Diagnosis of thoracic outlet syndrome. Value of sensory and motor conduction studies and quantitative electromyography.

作者信息

Smith T, Trojaborg W

机构信息

Laboratory of Clinical Neurophysiology, Rigshospitalet, Copenhagen, Denmark.

出版信息

Arch Neurol. 1987 Nov;44(11):1161-3. doi: 10.1001/archneur.1987.00520230047012.

Abstract

Ten patients with wasting of hand muscles and sensory symptoms mainly in the ulnar nerve area were diagnosed as having a thoracic outlet syndrome and were operated on for it.

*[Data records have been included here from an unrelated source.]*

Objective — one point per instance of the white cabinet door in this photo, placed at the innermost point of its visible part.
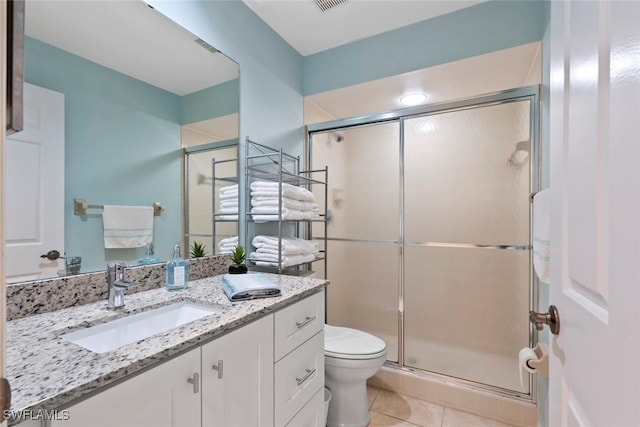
(34, 188)
(160, 397)
(595, 207)
(237, 377)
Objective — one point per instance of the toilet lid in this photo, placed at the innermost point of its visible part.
(347, 343)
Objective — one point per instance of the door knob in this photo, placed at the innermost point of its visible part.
(551, 318)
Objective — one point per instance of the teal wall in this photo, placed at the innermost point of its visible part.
(215, 101)
(271, 102)
(122, 146)
(476, 30)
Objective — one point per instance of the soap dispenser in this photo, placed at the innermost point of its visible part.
(149, 258)
(177, 271)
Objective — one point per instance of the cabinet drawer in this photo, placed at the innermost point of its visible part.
(312, 415)
(298, 377)
(297, 323)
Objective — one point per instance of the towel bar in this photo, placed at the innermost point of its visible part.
(80, 207)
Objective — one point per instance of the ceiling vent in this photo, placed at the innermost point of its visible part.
(206, 45)
(325, 5)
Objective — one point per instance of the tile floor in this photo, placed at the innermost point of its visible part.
(389, 409)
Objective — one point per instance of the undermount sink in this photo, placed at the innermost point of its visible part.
(116, 333)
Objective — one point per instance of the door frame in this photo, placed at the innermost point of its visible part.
(530, 93)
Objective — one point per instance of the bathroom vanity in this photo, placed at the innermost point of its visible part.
(252, 363)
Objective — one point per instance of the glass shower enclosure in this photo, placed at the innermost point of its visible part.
(429, 233)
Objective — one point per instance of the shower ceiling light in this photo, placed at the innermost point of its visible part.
(412, 99)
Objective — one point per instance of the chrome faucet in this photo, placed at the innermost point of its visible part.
(117, 284)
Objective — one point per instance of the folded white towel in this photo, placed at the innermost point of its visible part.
(286, 203)
(233, 210)
(268, 188)
(263, 259)
(541, 246)
(229, 189)
(127, 226)
(270, 213)
(229, 196)
(227, 217)
(229, 203)
(291, 244)
(240, 287)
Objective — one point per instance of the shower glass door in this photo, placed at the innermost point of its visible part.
(466, 242)
(363, 227)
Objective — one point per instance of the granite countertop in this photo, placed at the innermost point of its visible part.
(47, 372)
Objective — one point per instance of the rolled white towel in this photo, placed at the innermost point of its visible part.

Sensory action potentials (SAPs) from digit 5 were reduced in amplitude in eight patients and those from digit 3 in three patients, and the SAP amplitude ratio between digits 3 and 1 was decreased in five patients. Sensory and motor conduction velocity was normal in all. Quantitative electromyographic studies of ulnar and median innervated small hand muscles revealed changes compatible with chronic partial denervation in most patients. The combined findings of chronic partial denervation of the small hand muscles, decreased SAP amplitude from digit 5 and sometimes also from digit 3, and normal motor and sensory conduction velocity are compatible with a compression of the C-8 and T-1 roots or the lower trunk of the brachial plexus.

摘要

10例主要表现为手部肌肉萎缩及尺神经区域感觉症状的患者被诊断为胸廓出口综合征并接受了手术治疗。8例患者小指的感觉动作电位(SAPs)波幅降低,3例患者中指的感觉动作电位波幅降低,5例患者中指与示指的SAP波幅比值减小。所有患者的感觉和运动传导速度均正常。对尺神经和正中神经支配的手部小肌肉进行的定量肌电图研究显示,大多数患者存在与慢性部分失神经相符的变化。手部小肌肉慢性部分失神经、小指(有时也包括中指)SAP波幅降低以及运动和感觉传导速度正常这些综合表现,与C8和T1神经根或臂丛下干受压相符。